Paul Swenbeck

2013 Pew Fellow

1/11: Paul Swenbeck, 2013 Pew Fellow. Photo by Colin Lenton.
2/11: Paul Swenbeck, from the Mandragora series, 2008. Glazed terracotta, resin, 18 x 13 x 13”. Photo courtesy of the artist.
3/11: Paul Swenbeck, Mocha Dick, 2009, Invisible World installation view. Ceramic, resin, aluminum foil, photographs. Photo courtesy of the artist.
4/11: Paul Swenbeck, Mocha Dick, 2009, Invisible World installation view. Ceramic, resin, aluminum foil, photographs. Photo courtesy of the artist.
5/11: Paul Swenbeck, Born in the Sky, 2009. Egyptian paste and polymer resin, 19 x 17 x 24”. Photo courtesy of the artist.
6/11: Paul Swenbeck, Untitled (from the Starsprout series), 2009. Egyptian paste and polyester resin, 19 x 17 x 24”. Photo courtesy of the artist.
7/11: Paul Swenbeck, Dor and Oranur, 2011. Glazed ceramic, plinths stretched in silver Lycra. Photo courtesy of the artist.
8/11: Paul Swenbeck, Dor and Oranur (detail of Parasitic Rider), 2011. Glazed ceramic, 18 x 21 x 15”. Photo courtesy of the artist.
9/11: Paul Swenbeck, Dor and Oranur (detail of Crinoid Group), 2011. Glazed ceramic, 55 x 50 x 50”. Photo courtesy of the artist.
10/11: Paul Swenbeck, Dor and Oranur (detail of Archeocya), 2011. Glazed ceramic, 60 x 22 x 28”. Photo courtesy of the artist.
11/11: Paul Swenbeck, Dor and Oranur (detail of Silurian Sentinel), 2011. Glazed ceramic, 85 x 30 x 30”. Photo courtesy of the artist.

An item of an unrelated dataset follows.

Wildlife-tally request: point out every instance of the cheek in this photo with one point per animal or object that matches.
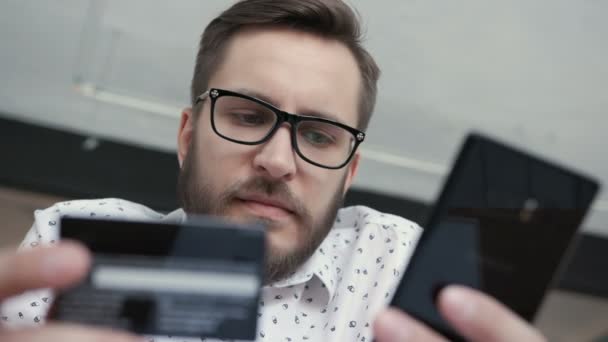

“I present artworks as tools or artifacts to communicate with creatures that populate a spirit world.”

Originally from Salem, Massachusetts, Paul Swenbeck (b. 1967) developed a fascination with the macabre and occult at an early age, which has filtered into his idiosyncratic sculptures, paintings, photographs, and installations. He graduated with a degree in ceramics from Massachusetts College of Art in 1991. In recent years, he has primarily filtered his creative energy into working with clay, which provides an alchemical experience that is central to his inspiration. “I fully embrace the spirit of chance and loss of control when working with clay,” he says. “I set forth to create objects that are surprising to myself and visually rich in detail.” Swenbeck’s work is on permanent display at the West Collection, Oaks, PA and The New Museum of Contemporary Art, New York. He has been included in exhibitions at the Institute of Contemporary Art, University of Pennsylvania; Fleisher/Ollman Gallery and Vox Populi in Philadelphia; and the Walker Art Center in Minneapolis, among other venues. He is the Chief Preparator at Philadelphia’s Institute of Contemporary Art. He plans to continue an ongoing investigation of fossil forms and to visit various fossil sites and house museums as a basis of inspiration for future work in sculpture.